Придерживая обессиленное тело ее одной рукой, другой я расстегнул пояс и привязал Альсу к себе. Она все-таки не заснула. Впала в какую-то апатию. Я слышал ее не как спящую, а словно бы глубоко задумавшуюся, погруженную в себя. Успокоившуюся. Смирившуюся.
— Редда. Ун. Слушайте меня. Бегите за нами. Туда, — я показал рукой в сторону жидкой розовато- серой полосы над лесом, — За нами. Понимаете?
Понимают. С ними-то как раз все просто. Собаки прекрасно сознают, что кроме нас с Альсой у них на этом свете никого нет. Редда махнула хвостом, а Ун сунул нос под опускающуюся ладонь. Я потрепал его по кудрявой макушке.
— Звери мои хорошие. Умные мои. Ну, бегите. Бегите.
И они порысили прочь, в сторону заката. Альса моя болталась как кукла, и ноги подобрать была не способна, но я обнял ее покрепче, разбежался и прыгнул в небо.
И сразу стало мне спокойно и ясно. Отныне и навсегда. Что-то изменилось — не в мире, а во мне самом. Что-то осталось там, на темной полянке, среди раскиданных тел. Маленькая сухая шкурка. А я, настоящий, скинул ее без сожаления — и расправил крылья.
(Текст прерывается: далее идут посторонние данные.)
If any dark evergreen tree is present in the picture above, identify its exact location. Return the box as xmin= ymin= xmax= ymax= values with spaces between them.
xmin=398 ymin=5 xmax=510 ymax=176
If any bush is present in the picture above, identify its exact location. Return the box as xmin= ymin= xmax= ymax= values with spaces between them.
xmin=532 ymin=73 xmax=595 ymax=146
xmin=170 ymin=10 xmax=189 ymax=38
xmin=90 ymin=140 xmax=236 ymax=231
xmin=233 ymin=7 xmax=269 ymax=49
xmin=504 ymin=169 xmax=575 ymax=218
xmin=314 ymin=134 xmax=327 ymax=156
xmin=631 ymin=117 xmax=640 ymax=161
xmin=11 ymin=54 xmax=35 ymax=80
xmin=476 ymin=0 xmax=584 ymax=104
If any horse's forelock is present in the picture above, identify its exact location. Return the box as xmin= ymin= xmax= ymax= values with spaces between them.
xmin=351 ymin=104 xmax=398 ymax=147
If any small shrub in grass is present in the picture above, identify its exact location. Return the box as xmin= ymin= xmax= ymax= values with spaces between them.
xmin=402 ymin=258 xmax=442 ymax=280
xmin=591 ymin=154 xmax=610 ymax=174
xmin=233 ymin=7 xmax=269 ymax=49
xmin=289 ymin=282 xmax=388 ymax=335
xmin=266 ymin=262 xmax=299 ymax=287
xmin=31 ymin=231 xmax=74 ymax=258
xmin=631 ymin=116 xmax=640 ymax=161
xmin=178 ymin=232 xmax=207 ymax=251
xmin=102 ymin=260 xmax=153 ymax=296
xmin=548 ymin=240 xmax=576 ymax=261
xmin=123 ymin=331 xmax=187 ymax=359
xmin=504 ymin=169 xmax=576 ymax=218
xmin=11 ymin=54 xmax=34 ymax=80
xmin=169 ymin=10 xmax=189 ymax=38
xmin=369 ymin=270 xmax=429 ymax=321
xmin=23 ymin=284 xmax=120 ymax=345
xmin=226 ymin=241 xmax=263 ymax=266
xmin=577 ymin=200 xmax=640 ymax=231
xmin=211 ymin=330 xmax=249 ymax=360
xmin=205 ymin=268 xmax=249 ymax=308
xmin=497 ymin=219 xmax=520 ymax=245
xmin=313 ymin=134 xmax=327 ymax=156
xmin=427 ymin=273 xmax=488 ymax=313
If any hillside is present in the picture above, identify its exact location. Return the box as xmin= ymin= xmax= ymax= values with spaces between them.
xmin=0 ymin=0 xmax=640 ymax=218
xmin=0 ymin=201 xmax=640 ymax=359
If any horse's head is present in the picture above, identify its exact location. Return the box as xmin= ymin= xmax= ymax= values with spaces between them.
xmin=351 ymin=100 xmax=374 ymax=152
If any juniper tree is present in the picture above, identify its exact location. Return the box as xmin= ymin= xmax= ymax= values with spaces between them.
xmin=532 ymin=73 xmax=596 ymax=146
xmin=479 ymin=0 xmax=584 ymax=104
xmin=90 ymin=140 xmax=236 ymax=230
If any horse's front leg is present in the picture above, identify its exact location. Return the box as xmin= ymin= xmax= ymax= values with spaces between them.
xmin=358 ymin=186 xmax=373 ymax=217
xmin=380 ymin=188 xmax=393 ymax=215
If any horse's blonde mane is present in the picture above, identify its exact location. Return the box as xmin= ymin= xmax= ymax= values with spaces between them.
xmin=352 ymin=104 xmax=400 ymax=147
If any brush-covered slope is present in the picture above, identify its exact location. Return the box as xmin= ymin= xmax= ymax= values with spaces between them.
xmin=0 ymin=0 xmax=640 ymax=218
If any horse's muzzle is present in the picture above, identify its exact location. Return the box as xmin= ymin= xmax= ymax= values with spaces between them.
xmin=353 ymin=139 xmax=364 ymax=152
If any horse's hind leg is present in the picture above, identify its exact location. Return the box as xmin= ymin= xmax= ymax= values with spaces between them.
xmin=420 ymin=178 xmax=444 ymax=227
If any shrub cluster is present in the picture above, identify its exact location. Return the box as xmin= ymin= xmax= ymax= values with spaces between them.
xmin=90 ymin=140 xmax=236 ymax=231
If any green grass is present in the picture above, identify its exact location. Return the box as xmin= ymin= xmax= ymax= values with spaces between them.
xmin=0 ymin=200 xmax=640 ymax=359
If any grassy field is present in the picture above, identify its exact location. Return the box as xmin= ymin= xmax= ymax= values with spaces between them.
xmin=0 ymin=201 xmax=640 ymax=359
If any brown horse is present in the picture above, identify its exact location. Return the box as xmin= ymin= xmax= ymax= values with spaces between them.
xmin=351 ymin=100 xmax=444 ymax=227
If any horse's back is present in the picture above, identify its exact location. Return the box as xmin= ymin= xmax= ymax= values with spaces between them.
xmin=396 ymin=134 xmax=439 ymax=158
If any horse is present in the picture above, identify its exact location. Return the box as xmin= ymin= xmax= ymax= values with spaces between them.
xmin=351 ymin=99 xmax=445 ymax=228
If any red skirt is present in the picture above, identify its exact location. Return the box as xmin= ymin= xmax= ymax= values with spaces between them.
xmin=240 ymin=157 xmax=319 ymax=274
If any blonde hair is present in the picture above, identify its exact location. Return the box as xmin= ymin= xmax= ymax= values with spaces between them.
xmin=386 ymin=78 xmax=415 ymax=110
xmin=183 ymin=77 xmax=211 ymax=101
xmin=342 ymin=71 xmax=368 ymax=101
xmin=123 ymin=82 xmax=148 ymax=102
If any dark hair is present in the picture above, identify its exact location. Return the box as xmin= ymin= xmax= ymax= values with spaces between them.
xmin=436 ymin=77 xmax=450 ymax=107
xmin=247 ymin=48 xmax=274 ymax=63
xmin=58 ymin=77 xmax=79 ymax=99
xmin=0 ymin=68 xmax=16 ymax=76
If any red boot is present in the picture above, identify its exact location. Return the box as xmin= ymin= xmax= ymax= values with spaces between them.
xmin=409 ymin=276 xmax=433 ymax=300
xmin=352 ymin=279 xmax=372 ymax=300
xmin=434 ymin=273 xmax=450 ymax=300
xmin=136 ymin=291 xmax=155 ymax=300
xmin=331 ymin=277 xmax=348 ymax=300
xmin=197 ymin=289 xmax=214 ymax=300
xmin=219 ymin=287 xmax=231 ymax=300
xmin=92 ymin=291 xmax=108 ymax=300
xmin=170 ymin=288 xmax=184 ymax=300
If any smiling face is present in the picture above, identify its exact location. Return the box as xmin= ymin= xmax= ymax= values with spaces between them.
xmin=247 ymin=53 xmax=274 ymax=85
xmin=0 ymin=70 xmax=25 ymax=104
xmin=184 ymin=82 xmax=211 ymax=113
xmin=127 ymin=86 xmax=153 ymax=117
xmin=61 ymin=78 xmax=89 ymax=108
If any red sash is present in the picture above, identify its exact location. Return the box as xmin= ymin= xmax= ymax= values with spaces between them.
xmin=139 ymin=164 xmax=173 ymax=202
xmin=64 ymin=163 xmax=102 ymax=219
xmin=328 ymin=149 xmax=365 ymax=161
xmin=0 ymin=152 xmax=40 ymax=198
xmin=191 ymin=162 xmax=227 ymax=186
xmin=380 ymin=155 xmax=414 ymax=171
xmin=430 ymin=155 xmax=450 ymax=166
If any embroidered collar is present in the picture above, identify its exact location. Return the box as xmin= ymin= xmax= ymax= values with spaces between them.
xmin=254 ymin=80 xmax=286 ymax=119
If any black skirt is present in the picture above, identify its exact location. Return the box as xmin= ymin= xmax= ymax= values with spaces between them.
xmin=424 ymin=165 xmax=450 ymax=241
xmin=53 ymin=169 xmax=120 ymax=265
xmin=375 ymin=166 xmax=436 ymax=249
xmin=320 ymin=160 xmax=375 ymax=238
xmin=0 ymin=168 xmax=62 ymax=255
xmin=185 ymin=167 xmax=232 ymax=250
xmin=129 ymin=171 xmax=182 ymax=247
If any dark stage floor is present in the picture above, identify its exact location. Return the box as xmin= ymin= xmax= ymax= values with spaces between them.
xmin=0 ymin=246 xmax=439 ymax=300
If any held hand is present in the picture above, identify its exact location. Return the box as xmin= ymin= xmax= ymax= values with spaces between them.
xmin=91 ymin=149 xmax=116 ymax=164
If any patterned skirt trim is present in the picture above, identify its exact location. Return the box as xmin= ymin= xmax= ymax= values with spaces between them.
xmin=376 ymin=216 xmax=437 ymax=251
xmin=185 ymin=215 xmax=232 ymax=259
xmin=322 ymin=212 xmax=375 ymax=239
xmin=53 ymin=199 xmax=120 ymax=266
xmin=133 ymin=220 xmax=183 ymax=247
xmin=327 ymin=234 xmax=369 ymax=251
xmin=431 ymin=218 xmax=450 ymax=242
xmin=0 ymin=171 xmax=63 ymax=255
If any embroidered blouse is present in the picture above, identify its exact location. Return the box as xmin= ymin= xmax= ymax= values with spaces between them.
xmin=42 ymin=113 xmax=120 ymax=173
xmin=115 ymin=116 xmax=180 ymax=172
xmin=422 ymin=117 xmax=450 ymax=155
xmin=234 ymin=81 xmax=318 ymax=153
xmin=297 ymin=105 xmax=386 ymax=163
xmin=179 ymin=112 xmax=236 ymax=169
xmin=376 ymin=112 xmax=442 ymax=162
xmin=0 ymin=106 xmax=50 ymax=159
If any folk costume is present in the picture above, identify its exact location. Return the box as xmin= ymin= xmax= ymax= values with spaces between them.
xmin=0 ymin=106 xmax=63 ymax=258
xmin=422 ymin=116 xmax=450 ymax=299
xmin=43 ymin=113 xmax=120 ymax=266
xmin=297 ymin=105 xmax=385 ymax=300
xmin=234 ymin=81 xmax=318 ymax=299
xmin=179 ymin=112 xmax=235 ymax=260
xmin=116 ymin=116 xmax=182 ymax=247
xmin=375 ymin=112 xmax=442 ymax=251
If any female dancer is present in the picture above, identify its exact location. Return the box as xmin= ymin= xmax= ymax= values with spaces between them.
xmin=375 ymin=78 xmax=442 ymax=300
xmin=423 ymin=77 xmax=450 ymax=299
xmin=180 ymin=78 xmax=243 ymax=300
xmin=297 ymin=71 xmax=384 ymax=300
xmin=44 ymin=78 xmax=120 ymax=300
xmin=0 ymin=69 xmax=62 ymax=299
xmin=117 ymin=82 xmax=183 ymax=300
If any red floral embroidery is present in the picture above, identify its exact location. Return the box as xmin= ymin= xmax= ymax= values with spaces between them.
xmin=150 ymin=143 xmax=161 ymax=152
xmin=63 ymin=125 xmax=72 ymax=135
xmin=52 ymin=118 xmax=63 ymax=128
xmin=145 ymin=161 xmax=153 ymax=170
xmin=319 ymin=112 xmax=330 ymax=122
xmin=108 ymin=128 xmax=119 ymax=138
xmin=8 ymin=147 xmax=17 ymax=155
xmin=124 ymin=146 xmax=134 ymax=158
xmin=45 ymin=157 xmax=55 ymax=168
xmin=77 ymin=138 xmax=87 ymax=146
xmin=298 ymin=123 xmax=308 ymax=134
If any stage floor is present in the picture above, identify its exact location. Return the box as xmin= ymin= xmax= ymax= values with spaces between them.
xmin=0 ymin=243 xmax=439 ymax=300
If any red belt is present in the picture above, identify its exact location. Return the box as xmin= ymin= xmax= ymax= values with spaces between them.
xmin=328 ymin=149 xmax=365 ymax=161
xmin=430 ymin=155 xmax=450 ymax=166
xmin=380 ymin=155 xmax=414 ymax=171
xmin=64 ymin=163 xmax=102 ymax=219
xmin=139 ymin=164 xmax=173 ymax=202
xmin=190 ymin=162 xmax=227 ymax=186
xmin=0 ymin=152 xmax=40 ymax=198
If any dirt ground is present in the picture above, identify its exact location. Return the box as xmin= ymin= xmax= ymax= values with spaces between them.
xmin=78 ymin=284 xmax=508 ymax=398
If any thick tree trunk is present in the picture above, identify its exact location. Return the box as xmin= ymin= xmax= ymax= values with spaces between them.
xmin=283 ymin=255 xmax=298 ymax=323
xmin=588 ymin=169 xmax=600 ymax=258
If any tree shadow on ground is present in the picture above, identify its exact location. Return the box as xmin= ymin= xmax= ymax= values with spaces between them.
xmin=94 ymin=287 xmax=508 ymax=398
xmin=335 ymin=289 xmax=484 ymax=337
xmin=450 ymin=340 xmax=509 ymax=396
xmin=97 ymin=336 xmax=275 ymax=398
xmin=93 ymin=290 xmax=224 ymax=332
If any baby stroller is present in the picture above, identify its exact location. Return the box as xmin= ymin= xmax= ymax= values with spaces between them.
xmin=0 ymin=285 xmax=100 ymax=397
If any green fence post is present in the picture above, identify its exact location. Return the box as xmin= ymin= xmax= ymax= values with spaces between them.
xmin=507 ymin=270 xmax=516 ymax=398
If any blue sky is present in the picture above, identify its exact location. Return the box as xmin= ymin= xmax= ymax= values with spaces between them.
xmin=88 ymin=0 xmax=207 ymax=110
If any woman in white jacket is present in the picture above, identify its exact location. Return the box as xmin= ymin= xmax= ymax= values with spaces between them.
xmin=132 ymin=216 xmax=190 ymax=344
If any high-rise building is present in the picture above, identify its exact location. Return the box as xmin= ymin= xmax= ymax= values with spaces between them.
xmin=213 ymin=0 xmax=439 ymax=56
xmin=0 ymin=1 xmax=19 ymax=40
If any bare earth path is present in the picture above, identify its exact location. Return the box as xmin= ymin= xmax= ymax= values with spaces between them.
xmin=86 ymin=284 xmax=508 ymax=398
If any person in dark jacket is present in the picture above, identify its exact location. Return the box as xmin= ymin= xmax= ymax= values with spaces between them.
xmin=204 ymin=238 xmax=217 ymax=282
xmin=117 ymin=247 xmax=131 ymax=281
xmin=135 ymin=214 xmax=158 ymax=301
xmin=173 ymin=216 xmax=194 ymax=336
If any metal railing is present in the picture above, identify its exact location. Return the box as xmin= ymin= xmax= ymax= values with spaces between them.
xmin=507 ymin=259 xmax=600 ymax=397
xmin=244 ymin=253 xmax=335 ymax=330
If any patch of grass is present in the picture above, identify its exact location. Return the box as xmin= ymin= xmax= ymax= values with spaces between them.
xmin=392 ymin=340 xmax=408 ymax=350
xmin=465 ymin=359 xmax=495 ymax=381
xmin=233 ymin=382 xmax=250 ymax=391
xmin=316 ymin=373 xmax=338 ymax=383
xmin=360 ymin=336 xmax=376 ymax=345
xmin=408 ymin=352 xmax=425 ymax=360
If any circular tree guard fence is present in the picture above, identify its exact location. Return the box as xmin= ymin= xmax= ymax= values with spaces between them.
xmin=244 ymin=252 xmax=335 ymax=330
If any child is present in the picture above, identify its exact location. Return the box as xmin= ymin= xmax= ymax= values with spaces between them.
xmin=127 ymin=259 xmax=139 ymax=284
Детство мое насмерть замерзло в Кадакарских горах. Юность моя пустой шелухой втоптана в снег. Это ли не свобода?
Я поднялся еще выше. Пространство неба раздвинулось и я увидел иссиня — сиреневый горизонт в зимнем тумане. Блеклый запад опомнился, и, хотя солнце уже село, вдогонку принялся нагнетать краски. Розовая полоса накалилась, осветив низкие облака жутковатым рассеянным пепельно-малиновым светом. Землю под нами задернула мгла. Все правильно, Ирги. Я не спрашиваю тебя, я сам знаю, что правильно. Я знаю, что ты доволен.
Сейчас улетать слишком далеко не следует. Мне еще надо вернуться за твоим, Ирги, мечом, за деньгами, за мешком с припасами, которые колдун собрал для Альсы. Колдун, наверное, поволок безумца к своей аптечке, и, может, я его там застану, когда вернусь. Впрочем, мне это уже все равно. Я был зависим от него — теперь я свободен.
Внизу промелькнула заметная только по дымам над крышами деревушка. Потянулись поля, их пересекла дорога, потом пошли овраги и перелески. Потом лес стал гуще, плотнее. То, что нам требуется. Я снизился, выбирая какую-нибудь поляну или прогалину. Вот здесь, кажется, будет удобно. Даже если я разожгу огонь, на дым не заявится толпа любопытствующих. Я спрыгнул в снег и немного пробежал, гася скорость. Совсем стемнело, но мое зрение — трупоедскому не чета. Под деревьями на краю опушки обнаружилась старая, закиданная ветками поленница. Очень кстати.